Space Ape always had a strong culture of sharing and communication, and a lot of that I think we’re seeing carried into Supercell London in the form of certain rituals and hangouts. But also we’re being enriched by the new people joining Supercell London without any Space Ape hang-ups.
Supercell London is now Supercell’s second biggest studio with 85 people, and a big portion of us came from Space Ape. Helsinki is about six times our size. 16% of culture is going to be significant no matter what, but because people are spread out across different games and central tech teams the impact on the whole org is hard to see.
Speaking for our team, I think we are bringing some of Space Ape’s new game practices into Spark in a positive way.
Okay let’s do the AI question…how have you used these tools in your processes? Are there any specific tools you’d recommend to other devs working up new games?

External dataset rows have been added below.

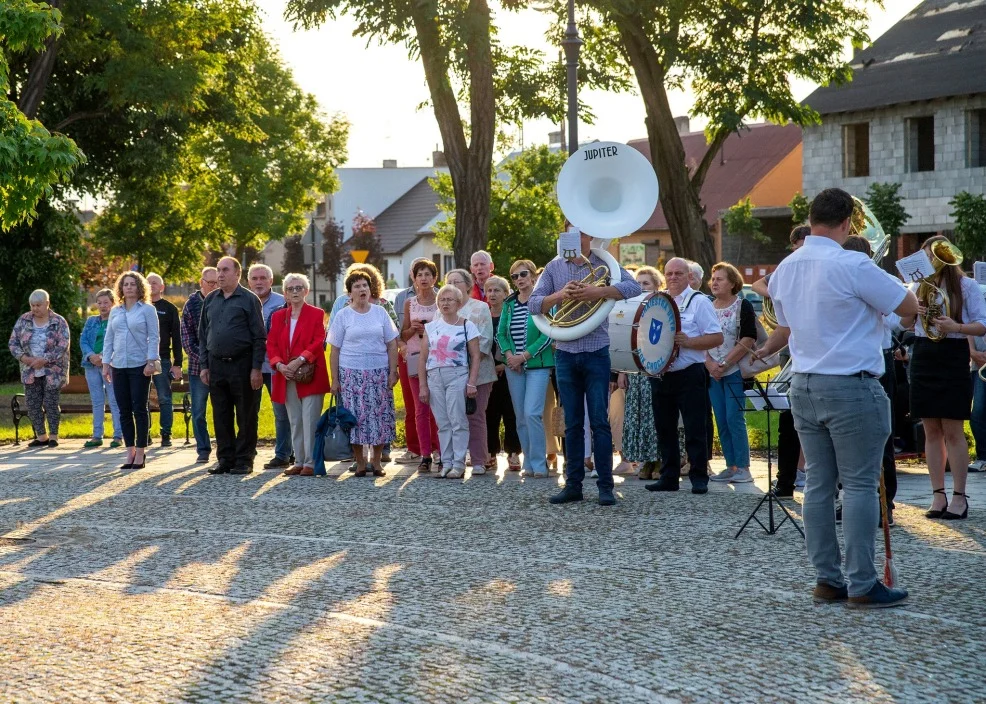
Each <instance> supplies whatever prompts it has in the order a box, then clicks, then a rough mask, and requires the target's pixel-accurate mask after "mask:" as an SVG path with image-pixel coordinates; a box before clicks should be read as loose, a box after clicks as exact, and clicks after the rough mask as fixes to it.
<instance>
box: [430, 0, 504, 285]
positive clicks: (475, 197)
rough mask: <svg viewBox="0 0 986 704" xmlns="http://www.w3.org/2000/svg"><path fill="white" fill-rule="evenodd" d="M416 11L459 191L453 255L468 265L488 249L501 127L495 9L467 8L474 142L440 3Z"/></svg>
mask: <svg viewBox="0 0 986 704" xmlns="http://www.w3.org/2000/svg"><path fill="white" fill-rule="evenodd" d="M411 14H412V21H413V22H414V27H415V31H416V32H417V38H418V46H419V47H420V50H421V63H422V64H423V65H424V69H425V80H426V81H427V83H428V89H429V91H430V93H431V100H432V104H433V106H434V110H435V119H436V120H437V121H438V129H439V131H440V132H441V135H442V143H443V145H444V148H445V158H446V160H447V162H448V167H449V175H450V176H451V177H452V190H453V192H454V194H455V240H454V242H453V245H452V249H453V254H454V255H455V262H456V266H468V263H469V258H470V257H471V256H472V253H473V252H475V251H476V250H478V249H483V248H484V247H485V246H486V240H487V237H488V236H489V219H490V191H491V185H490V178H491V174H492V170H493V140H494V132H495V126H496V106H495V104H494V97H493V53H492V49H491V43H490V9H489V6H488V4H487V2H486V0H470V1H469V8H468V10H467V17H466V27H465V34H466V43H467V45H468V47H469V52H468V55H469V60H468V70H469V102H470V114H469V117H470V122H469V131H470V139H469V142H468V144H467V143H466V135H465V131H464V128H463V122H462V117H461V115H460V113H459V106H458V102H457V100H456V95H455V91H454V90H453V88H452V85H451V82H450V81H449V70H450V66H449V61H448V55H449V49H448V48H447V47H446V46H445V45H444V44H443V42H442V38H441V30H440V28H439V25H438V18H437V16H436V14H435V11H434V6H433V4H432V3H430V2H428V0H419V1H418V2H416V3H414V5H413V6H412V11H411Z"/></svg>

Apart from the AI Lab experiment we’ve done, the whole team and pretty much all the disciplines are now using AI in various ways. During our concepting phase we used a lot of Midjourney for exploring different themes. I had ChatGPT analysing a lot of market data for me to gather insight.
Within the last month or so I’ve seen a gigantic shift in the way our programmers are talking about AI for code. Cursor AI seems to have fundamentally shifted the way they’re programming.
One of the central tech teams have built us an AI bot to answer our questions on Supercell code whilst they’re trying to be on holiday, because we’re in the middle of transitioning our Space Ape tech stack over to theirs. Making quick sense of legacy code I think is potentially a game changer for teams that want to move fast within big companies.